My daughter is crying because she just realized when she is an adult she’ll have to get a job.

I told Bethany (5) that Grandma was coming over tomorrow morning. So she vacuumed her room. I’m starting to think hostessing skills must skip a generation.
‪#‎grandmasgirl‬

Sometimes it’s not until you’re halfway through a powerful chorus of “Good Morning, Baltimore” before you realize the backdoor is open.
‪#‎sorryneighbors‬

Josh (8): Can you fold this paper for my magic trick?
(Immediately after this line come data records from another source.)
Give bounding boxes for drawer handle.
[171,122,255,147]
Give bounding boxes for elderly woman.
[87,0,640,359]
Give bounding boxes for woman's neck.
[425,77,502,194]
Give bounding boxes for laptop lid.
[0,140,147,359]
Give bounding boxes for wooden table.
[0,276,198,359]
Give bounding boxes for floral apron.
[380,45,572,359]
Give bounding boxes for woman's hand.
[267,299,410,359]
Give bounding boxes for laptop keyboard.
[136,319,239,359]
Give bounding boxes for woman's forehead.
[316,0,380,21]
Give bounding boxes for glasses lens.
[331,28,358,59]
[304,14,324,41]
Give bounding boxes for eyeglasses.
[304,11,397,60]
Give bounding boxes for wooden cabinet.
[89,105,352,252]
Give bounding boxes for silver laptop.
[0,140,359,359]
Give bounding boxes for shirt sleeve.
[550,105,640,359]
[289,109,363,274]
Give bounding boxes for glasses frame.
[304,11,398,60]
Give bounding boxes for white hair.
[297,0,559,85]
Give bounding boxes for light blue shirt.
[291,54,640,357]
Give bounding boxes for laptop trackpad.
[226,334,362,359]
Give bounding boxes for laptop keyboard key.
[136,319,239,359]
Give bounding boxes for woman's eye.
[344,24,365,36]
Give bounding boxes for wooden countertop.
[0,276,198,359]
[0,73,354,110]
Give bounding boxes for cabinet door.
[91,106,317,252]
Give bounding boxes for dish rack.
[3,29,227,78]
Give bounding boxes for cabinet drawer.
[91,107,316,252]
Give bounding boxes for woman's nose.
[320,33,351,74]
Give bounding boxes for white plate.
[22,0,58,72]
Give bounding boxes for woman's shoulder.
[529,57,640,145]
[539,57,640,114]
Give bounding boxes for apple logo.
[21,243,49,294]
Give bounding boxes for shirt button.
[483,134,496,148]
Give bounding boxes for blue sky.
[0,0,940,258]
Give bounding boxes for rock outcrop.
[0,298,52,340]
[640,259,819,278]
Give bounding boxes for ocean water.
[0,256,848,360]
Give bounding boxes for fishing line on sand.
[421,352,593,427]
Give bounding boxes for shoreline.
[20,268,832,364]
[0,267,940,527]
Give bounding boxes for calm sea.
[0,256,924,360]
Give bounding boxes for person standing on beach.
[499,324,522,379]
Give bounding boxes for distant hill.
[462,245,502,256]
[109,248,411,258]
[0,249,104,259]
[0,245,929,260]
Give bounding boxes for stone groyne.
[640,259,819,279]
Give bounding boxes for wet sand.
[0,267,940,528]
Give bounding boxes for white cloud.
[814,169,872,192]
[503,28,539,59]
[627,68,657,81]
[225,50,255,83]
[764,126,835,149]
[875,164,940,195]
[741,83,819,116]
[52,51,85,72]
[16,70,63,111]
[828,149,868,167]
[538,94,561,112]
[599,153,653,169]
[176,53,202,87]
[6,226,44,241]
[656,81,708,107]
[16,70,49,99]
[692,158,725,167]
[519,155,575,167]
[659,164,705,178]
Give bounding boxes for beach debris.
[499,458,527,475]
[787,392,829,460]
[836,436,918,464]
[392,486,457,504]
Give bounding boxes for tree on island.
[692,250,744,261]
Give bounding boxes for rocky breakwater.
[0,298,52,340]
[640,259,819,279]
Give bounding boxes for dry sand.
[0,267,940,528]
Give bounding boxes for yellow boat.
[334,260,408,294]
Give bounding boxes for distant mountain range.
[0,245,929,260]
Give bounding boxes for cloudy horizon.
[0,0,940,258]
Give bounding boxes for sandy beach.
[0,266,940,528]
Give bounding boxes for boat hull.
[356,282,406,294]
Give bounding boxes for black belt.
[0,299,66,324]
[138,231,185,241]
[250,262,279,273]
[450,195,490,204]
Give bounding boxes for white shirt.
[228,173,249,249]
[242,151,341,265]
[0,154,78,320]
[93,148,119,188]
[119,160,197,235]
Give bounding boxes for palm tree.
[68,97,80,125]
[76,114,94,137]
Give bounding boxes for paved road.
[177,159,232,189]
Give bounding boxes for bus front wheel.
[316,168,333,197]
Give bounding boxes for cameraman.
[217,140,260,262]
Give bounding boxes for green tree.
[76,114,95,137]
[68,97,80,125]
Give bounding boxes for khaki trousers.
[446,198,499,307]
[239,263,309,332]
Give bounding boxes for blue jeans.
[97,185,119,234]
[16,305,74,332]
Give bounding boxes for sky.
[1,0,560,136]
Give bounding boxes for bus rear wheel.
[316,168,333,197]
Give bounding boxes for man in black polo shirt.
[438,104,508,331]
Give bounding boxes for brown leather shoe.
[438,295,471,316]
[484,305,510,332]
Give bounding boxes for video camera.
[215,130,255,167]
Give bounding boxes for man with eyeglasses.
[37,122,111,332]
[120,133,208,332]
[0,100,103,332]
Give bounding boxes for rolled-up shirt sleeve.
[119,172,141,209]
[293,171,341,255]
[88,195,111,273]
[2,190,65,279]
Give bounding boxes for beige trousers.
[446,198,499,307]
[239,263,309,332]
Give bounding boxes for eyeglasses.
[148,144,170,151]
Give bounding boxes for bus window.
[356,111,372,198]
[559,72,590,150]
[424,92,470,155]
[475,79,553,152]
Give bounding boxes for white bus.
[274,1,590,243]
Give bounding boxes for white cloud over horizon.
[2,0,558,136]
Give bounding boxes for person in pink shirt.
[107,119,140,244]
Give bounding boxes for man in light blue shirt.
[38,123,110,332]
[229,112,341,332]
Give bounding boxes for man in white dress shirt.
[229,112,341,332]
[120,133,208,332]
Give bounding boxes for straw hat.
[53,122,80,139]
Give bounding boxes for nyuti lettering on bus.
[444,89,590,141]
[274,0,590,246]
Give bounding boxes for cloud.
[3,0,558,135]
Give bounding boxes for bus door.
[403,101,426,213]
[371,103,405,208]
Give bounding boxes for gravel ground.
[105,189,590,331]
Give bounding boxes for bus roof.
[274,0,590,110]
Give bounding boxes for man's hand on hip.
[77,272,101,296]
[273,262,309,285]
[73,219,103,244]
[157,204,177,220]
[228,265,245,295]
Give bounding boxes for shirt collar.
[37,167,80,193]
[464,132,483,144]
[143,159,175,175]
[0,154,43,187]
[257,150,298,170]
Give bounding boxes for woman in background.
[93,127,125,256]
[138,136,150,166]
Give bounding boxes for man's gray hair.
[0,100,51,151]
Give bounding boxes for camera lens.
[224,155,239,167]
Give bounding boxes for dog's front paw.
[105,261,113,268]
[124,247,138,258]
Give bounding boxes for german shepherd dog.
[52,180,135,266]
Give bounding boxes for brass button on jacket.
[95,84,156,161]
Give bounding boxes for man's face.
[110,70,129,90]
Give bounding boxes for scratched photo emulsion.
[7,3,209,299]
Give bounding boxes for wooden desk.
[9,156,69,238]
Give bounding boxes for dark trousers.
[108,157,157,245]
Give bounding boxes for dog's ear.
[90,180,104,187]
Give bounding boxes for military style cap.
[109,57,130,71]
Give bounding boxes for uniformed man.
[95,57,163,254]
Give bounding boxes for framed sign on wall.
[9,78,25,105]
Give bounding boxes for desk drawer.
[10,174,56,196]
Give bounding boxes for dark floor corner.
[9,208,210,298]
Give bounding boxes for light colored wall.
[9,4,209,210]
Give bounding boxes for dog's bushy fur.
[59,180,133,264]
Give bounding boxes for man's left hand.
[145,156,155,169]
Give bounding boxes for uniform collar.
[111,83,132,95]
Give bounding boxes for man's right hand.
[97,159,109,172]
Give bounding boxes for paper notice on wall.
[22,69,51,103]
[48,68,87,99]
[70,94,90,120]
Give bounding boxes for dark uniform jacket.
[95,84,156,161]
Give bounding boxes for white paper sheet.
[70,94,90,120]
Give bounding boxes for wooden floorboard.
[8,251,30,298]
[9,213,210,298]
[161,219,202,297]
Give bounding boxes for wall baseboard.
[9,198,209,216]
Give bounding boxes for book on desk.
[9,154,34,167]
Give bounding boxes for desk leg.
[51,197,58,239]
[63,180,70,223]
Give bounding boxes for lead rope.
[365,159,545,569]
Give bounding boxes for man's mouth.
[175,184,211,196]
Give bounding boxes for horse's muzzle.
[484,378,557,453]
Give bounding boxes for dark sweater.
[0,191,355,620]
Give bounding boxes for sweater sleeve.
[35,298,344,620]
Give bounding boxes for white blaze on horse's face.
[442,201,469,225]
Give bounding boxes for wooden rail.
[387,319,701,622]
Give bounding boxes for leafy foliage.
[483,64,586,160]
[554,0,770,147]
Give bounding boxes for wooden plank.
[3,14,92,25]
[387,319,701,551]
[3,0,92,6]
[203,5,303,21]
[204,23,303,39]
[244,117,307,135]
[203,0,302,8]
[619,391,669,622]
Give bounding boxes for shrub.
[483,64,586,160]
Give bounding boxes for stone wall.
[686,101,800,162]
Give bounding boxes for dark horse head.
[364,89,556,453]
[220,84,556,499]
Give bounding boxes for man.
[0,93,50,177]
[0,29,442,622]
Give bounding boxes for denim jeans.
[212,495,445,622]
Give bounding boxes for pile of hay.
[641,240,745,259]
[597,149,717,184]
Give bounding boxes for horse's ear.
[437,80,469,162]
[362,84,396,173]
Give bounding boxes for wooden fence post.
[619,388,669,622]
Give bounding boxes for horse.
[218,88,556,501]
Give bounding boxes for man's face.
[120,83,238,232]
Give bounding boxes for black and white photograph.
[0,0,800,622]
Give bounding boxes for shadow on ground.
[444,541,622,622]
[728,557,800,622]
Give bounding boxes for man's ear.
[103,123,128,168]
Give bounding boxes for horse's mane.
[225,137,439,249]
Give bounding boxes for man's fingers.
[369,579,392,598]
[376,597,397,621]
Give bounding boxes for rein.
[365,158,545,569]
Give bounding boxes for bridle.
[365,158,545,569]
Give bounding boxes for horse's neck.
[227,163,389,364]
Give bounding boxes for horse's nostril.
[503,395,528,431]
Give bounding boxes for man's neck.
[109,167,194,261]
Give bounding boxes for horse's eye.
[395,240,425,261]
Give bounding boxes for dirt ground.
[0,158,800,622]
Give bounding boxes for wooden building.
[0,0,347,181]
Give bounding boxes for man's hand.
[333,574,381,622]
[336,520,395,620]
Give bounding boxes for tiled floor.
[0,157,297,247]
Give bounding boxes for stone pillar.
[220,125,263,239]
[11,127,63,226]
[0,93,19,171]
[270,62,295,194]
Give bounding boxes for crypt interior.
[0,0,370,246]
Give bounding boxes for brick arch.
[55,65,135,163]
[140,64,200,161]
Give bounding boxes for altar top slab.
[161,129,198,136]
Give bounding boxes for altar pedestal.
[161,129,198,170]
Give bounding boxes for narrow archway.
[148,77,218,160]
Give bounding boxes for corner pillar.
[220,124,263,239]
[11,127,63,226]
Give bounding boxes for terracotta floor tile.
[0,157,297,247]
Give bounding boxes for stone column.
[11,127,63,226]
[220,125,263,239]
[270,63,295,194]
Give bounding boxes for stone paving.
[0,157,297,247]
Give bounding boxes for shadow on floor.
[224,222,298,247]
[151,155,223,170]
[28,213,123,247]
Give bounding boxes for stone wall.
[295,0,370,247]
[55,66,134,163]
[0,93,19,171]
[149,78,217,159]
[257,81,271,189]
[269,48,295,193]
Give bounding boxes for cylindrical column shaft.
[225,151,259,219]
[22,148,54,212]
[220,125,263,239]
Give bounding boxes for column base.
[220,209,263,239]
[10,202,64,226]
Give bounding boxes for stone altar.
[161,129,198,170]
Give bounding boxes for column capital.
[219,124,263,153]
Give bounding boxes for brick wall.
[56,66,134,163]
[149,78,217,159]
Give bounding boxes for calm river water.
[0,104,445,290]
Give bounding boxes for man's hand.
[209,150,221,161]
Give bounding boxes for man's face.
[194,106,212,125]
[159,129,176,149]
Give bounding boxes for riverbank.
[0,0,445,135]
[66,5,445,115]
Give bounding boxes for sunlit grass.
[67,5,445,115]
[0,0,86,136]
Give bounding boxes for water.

Just fold it like the book says so I can hide the coin in it?
Me: Oh Josh, I am SO bad at that. Can you wait until Dad gets home? He’s good at that stuff.
J: Mom, the best moms always try.
‪#‎momguilt‬ ‪#‎itworks‬

Danny (6): Josh broke his binder. It makes me mad. That’s so wasteful.
Josh (8): Things aren’t supposed to last forever, Danny.
D: Yes! Pottery does! You make pottery and then it gets buried in the ground and it’s still there to dig up in A THOUSAND YEARS!
‪#‎futurearcheologist‬

Me: Oh, look at that! Did you make that at school?
Danny (6): Yes.
Me: What is it?
D: (big sigh) Mom. It’s. ART.
‪#‎obviously‬

A Musing Maralee's photo.

Me: GUYS! Just one more week of school left!
Danny (6): Why do you seem sad, Mom?
Me: Ummmm. . . no reason. . .

I was driving down our block and saw my 8 year-old. I waved goodbye and blew kisses. He did a peace sign by his chest. WHERE DID MY BABY GO?!

Joel (3): Mom, why did the booty cross the road? To go poop and the bathroom was over there.
I’d like to be upset at this bathroom humor, but this is the first joke he’s ever made up that actually makes sense.
‪#‎priorities‬ ‪#‎proudmom‬

I have been reading about Decision Fatigue which I believe explains most of my frustration around planning dinner and doing bedtime.